Feldman was too astonished to ask his question. He simply took it and gave back his empty tray.
“Use the same silver,” the guard said, and left.
At noon Feldman asked him. “Do I have to be silent during mealtimes?”
“What for?” the guard said.
So, the rules did not operate!
He had been oppressed by the prison’s deflecting forms. Even in his resistance to those forms he had been deflected, his life eaten up by a concern with behavior, the appearance of behavior. All rights wrested their existence from something inimical to rights. Upstairs, the simplest thing he could will had to be meshed with the prison’s routine opposition to the thing willed. This was why he assumed there would be something he could resist in solitary, because he felt his life changed. Upstairs, it was the prison which resisted. Each thing he wanted—each thing — the prison did not want. It should have been a relief, then, to get away from the rules of silence, permission slips, warden’s flags, assigned tables, assemblies, the censuses when the prisoners froze and the pencil man came by to count them. But it wasn’t.
He learned at last, then, that his punishment down here was to be himself. It was ridiculous. How could he be Feldman if there was no one there that he could be Feldman to? He thought of the garbage with which he had hoped a few hours before to support his life. He thought of all nugatory things thrown away, of vast lots blooming with junk. That’s where the nutrition wasn’t.
Now I am alone.
Don’t say that Feldman was unwilling to go along with the program.
What is the program?
The clever warden didn’t do things haphazardly. There was significance in the placement of each water cooler. (Hadn’t he seen the bills? Eight hundred twelve dollars for replumbing, for pulling out the old pipes and settling them in a new pattern. Why?) He supposed he was meant to go over his sins, to parse his past like a grammarian. It was the old wilderness routine. They’d left him in this desert to think about things.

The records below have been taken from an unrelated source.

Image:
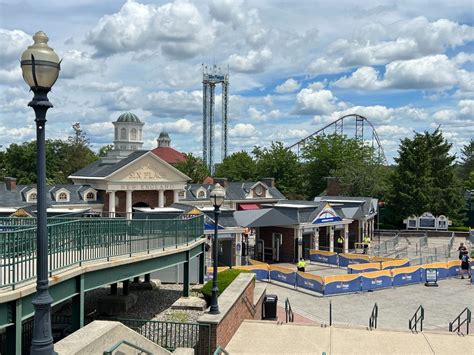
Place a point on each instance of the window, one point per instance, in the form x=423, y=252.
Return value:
x=90, y=196
x=133, y=134
x=63, y=197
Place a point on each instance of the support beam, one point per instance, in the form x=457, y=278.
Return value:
x=14, y=344
x=346, y=238
x=111, y=204
x=78, y=304
x=128, y=204
x=161, y=198
x=316, y=239
x=113, y=289
x=202, y=267
x=186, y=276
x=331, y=238
x=126, y=287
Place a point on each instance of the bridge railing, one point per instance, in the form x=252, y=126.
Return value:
x=73, y=242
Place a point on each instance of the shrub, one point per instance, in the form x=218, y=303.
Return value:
x=224, y=279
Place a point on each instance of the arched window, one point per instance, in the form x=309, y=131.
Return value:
x=133, y=134
x=90, y=196
x=62, y=196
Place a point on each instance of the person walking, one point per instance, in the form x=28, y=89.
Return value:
x=301, y=265
x=465, y=265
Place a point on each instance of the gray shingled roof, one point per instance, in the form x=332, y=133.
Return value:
x=101, y=169
x=17, y=198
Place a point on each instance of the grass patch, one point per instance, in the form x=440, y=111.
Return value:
x=224, y=279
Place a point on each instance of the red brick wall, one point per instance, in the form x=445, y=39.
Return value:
x=287, y=249
x=222, y=333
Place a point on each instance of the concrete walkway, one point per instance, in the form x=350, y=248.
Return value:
x=396, y=305
x=263, y=337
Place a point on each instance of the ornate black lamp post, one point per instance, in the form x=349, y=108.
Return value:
x=217, y=198
x=40, y=67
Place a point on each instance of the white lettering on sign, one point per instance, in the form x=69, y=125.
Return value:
x=145, y=172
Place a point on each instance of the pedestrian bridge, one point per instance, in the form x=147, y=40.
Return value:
x=85, y=254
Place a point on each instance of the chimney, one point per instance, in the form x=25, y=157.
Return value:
x=222, y=181
x=333, y=188
x=270, y=182
x=10, y=183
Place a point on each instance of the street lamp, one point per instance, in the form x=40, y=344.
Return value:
x=40, y=67
x=217, y=198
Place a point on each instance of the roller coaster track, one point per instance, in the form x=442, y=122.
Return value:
x=337, y=127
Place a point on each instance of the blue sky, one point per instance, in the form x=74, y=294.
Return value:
x=294, y=67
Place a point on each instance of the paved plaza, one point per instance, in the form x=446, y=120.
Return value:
x=396, y=305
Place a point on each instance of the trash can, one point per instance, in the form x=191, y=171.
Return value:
x=270, y=307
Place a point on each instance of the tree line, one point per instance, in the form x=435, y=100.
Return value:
x=424, y=178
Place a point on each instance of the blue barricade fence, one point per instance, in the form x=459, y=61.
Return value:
x=310, y=282
x=283, y=275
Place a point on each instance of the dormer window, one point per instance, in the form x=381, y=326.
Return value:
x=63, y=197
x=90, y=195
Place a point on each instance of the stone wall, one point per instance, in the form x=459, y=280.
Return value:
x=241, y=300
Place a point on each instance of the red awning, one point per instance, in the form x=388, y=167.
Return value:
x=249, y=206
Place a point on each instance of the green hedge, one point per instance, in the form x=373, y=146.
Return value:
x=224, y=279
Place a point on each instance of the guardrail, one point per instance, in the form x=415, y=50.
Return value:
x=373, y=317
x=413, y=322
x=86, y=239
x=169, y=335
x=124, y=342
x=289, y=312
x=455, y=328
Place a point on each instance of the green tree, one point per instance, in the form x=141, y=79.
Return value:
x=467, y=161
x=105, y=149
x=237, y=167
x=282, y=165
x=424, y=179
x=77, y=152
x=193, y=167
x=343, y=157
x=20, y=162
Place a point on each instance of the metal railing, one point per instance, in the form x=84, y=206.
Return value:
x=373, y=317
x=289, y=315
x=170, y=335
x=417, y=318
x=124, y=342
x=76, y=241
x=456, y=327
x=220, y=350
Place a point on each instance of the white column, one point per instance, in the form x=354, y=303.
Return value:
x=331, y=238
x=316, y=239
x=161, y=198
x=346, y=238
x=111, y=204
x=128, y=204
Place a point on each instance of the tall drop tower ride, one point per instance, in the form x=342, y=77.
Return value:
x=212, y=76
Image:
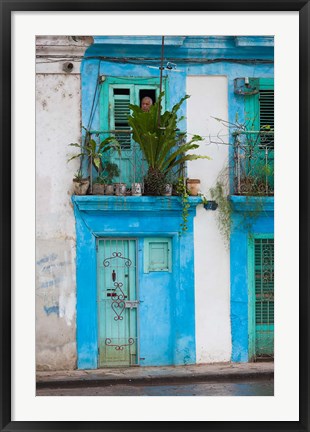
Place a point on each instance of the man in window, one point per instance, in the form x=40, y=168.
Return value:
x=146, y=103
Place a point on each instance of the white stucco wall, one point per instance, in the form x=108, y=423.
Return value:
x=57, y=124
x=209, y=99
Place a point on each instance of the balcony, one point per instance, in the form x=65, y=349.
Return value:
x=131, y=164
x=253, y=167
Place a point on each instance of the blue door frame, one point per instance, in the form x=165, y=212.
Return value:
x=167, y=312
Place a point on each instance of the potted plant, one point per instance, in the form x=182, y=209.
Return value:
x=80, y=183
x=161, y=144
x=193, y=186
x=110, y=170
x=99, y=185
x=94, y=152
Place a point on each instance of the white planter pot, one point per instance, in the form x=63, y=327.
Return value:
x=120, y=189
x=80, y=186
x=109, y=189
x=136, y=189
x=193, y=186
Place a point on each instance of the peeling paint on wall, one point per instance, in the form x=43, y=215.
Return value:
x=52, y=309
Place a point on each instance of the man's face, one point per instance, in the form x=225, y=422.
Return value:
x=146, y=104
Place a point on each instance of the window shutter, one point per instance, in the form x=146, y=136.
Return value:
x=121, y=113
x=264, y=281
x=266, y=115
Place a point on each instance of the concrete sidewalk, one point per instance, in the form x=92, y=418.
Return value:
x=216, y=372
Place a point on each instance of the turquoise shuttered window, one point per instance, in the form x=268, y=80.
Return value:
x=264, y=281
x=115, y=96
x=120, y=114
x=258, y=140
x=263, y=291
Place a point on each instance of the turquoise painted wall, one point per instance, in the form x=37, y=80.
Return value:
x=109, y=56
x=166, y=313
x=239, y=240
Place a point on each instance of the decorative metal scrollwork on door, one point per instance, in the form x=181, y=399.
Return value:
x=107, y=261
x=108, y=342
x=118, y=297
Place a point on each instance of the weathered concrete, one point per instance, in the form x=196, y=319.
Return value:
x=168, y=374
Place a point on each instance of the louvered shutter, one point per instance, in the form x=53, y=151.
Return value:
x=266, y=115
x=121, y=113
x=264, y=295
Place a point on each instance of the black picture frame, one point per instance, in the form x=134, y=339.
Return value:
x=7, y=7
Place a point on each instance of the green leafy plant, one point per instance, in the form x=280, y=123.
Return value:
x=78, y=176
x=157, y=135
x=224, y=213
x=182, y=191
x=109, y=171
x=94, y=151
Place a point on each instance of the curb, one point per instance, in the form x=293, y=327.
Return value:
x=155, y=380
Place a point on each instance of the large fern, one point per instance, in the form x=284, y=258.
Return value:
x=158, y=137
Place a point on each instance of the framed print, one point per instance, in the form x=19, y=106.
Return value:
x=149, y=231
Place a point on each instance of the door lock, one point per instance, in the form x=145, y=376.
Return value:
x=131, y=304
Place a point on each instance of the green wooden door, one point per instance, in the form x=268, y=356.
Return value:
x=262, y=297
x=117, y=302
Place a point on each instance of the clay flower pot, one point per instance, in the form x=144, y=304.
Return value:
x=98, y=189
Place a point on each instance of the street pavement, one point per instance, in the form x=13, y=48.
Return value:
x=250, y=388
x=172, y=379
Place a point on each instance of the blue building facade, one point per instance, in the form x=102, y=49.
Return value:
x=135, y=272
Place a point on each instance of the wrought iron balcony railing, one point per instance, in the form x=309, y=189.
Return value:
x=253, y=168
x=130, y=161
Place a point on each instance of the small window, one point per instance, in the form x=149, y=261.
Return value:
x=147, y=93
x=157, y=255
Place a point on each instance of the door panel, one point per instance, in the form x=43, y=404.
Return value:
x=117, y=302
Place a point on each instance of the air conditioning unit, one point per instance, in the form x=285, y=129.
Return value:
x=246, y=86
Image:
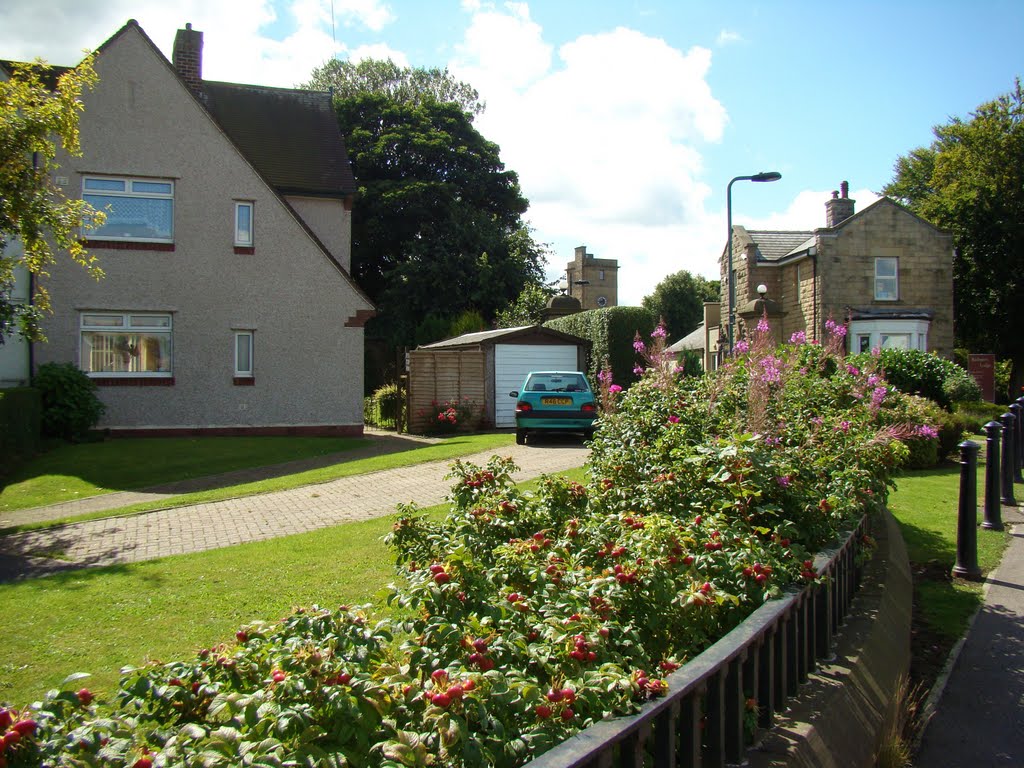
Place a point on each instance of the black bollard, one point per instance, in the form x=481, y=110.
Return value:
x=1008, y=459
x=993, y=510
x=967, y=516
x=1016, y=410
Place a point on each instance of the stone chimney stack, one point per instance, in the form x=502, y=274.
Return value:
x=187, y=56
x=841, y=207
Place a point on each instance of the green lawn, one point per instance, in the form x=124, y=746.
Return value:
x=100, y=620
x=85, y=470
x=926, y=506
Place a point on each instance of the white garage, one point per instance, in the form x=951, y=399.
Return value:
x=484, y=367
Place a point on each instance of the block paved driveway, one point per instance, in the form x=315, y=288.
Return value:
x=173, y=531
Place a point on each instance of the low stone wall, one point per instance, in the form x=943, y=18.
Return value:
x=838, y=718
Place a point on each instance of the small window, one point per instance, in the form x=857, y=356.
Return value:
x=243, y=353
x=123, y=344
x=139, y=210
x=886, y=280
x=244, y=224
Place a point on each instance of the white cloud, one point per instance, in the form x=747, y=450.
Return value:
x=380, y=51
x=371, y=13
x=607, y=142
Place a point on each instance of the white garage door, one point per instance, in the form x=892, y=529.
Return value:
x=513, y=361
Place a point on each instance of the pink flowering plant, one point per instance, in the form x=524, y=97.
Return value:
x=521, y=617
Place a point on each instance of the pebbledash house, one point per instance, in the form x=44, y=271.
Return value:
x=883, y=271
x=227, y=306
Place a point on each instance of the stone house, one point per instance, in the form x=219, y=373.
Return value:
x=227, y=306
x=884, y=271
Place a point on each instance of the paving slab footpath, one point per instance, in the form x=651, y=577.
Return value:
x=114, y=541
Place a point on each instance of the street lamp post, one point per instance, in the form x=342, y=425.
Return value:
x=763, y=176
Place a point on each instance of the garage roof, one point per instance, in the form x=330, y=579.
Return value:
x=506, y=335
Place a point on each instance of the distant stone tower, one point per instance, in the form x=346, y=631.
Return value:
x=593, y=282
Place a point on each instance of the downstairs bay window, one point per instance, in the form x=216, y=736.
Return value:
x=126, y=345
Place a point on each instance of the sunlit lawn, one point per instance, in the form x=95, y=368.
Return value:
x=99, y=620
x=80, y=471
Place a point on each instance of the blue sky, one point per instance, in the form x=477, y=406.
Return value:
x=626, y=120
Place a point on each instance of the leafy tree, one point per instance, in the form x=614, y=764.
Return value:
x=436, y=224
x=36, y=113
x=411, y=85
x=679, y=301
x=527, y=309
x=971, y=181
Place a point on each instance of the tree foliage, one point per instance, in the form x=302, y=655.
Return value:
x=410, y=85
x=527, y=309
x=35, y=115
x=436, y=225
x=971, y=181
x=679, y=301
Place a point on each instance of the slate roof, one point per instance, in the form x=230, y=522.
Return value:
x=773, y=246
x=291, y=136
x=505, y=334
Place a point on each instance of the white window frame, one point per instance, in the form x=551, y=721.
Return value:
x=126, y=326
x=244, y=337
x=883, y=279
x=245, y=238
x=133, y=189
x=879, y=330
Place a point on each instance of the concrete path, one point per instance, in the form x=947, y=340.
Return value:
x=172, y=531
x=979, y=719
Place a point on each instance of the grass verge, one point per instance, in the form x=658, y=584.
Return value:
x=13, y=497
x=97, y=621
x=925, y=504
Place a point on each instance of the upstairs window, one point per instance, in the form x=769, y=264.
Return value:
x=243, y=354
x=140, y=210
x=886, y=279
x=243, y=224
x=129, y=344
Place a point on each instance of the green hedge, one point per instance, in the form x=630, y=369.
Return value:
x=20, y=417
x=610, y=332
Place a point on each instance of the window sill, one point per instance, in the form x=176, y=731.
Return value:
x=128, y=245
x=133, y=381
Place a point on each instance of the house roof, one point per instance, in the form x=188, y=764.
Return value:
x=291, y=136
x=505, y=334
x=774, y=246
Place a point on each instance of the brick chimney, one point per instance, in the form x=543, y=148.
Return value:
x=187, y=56
x=841, y=207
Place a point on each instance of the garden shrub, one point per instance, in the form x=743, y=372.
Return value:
x=388, y=400
x=526, y=616
x=610, y=332
x=926, y=374
x=71, y=407
x=19, y=423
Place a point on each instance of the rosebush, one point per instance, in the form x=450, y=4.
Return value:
x=522, y=617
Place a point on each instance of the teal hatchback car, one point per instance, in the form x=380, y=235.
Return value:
x=554, y=401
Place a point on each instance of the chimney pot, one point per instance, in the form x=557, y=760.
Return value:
x=187, y=56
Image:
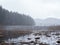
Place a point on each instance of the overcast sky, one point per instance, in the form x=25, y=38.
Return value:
x=35, y=8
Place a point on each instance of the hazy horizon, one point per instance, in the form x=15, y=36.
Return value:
x=41, y=9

Feldman refused to think about his past. If that was the warden’s purpose the man was out of luck. People don’t remember what has happened to them, he thought. You couldn’t even remember how you felt. Unhappiness was always neutralizing itself. Likewise joy. So that the past had no character — neither of pain nor pleasure. It gave the impression of something canceled out, a sort of eternal breaking even. It was like what happened with the leaves. In the first flush days of spring, he couldn’t remember when the trees had been without leaves. Again in autumn it seemed as if they had never had them. Even this experience — if I outlive it, he thought — will neutralize itself. It was a kind of fallout. Too much was lost. Too much was lost even of his neutralized life. He knew that you were supposed to be able to store in your subconscious everything that had ever happened to you. How many slices of cake you’d had at your eighth birthday party, the names of all the people you’d ever met. That if they gave you truth serum you’d spew all this stuff back. He didn’t believe it.